In 1964 he was appointed as the Legal Advisor to the Government of Dubai. There he established the first Civil Laws and the Civil Courts and was appointed as Chief Justice. He helped establish the Dubai Chamber of Commerce and Industry and many other projects.

== The Trucial States ==

Bitar was appointed as the Secretary General to the Trucial States Council in 1967, and served until it closed in 1971 when the federation was created and the United Arab Emirates emerged as a new Arab State.

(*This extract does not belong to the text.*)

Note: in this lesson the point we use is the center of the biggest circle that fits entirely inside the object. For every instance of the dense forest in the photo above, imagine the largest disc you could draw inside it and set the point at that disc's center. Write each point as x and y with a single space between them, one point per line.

== The United Arab Emirates ==

He took a very active and strategic role in the formation of the UAE. It was decided by Sheikh Zayed Bin Sultan Al Nahyan and Sheikh Rashid bin Saeed Al Maktoum during their meeting at the "Abu Dhabi - Dubai" border point at Sumaih, now known as the "Sumaih Meeting", that Adi Bitar should write the constitution. It was approved and signed by the Rulers of six Emirates in the Dubai Guesthouse Palace on December 2, 1971, the date now celebrated as the UAE National Day. The Emirate of Ras Al Khaima joined a few months later.

=== UAE & Jordan ===

Adi helped build good relations between UAE and Jordan. He managed to create strong relations between Sheikh Rashid bin Saeed Al Maktoum and King Hussein Bin Talal of Jordan.
He received two medals from the Jordanian monarch.

== Death ==
Two years after the formation of the UAE he died of colon cancer, and was buried in Dubai on March 4, 1973. Adi was buried next to his 10-year-old son Issa who had died three months earlier of leukemia.